The history of candy canes dates back to December 1670, when the choirmaster of the Cologne Cathedral in Germany gave sugar sticks in the shape of shepherd’s crooks to his young singers to keep them silent during a long performance of “The Nativity”.
In 1847, German immigrant August Ingaid unknowingly started a holiday tradition when he decorated a small spruce tree in his Ohio home with the bent sticks. But it wasn’t until the turn of the century that red and white stripes and peppermint flavors were added to the sticks, and they were renamed “candy canes”.
In the mid 1920s, Robert McCormack, of Albany, Georgia, made candy canes as Christmas treats for his children, shaping the sticks by hand, adding the peppermint flavor and painting them with their classic red, foodcolor stripes.

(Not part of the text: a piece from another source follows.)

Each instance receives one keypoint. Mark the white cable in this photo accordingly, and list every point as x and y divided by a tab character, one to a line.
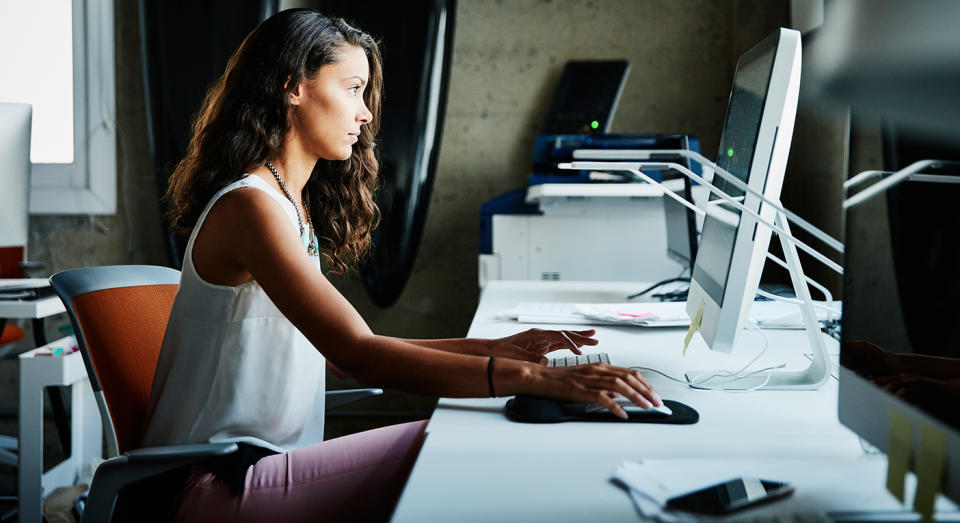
795	301
733	376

It wasn’t until the late 1950s that the sticks were mass-produced by McCormack’s brotherin law, Gregory Keller, who invented a machine to produce candy canes as we know them today.
Months later, Keller designed packaging that prevented the “shepherd’s crooks” from breaking in shipment.
New-millennium manufacturers produce more than 1.76 billion candy canes each year, enough to line the route to and from Santa’s North Pole Workshop 32 times.
The largest candy cane made in the U.S. weighed more than 100 pounds, and stood a whopping 5-feet, 2-inches tall.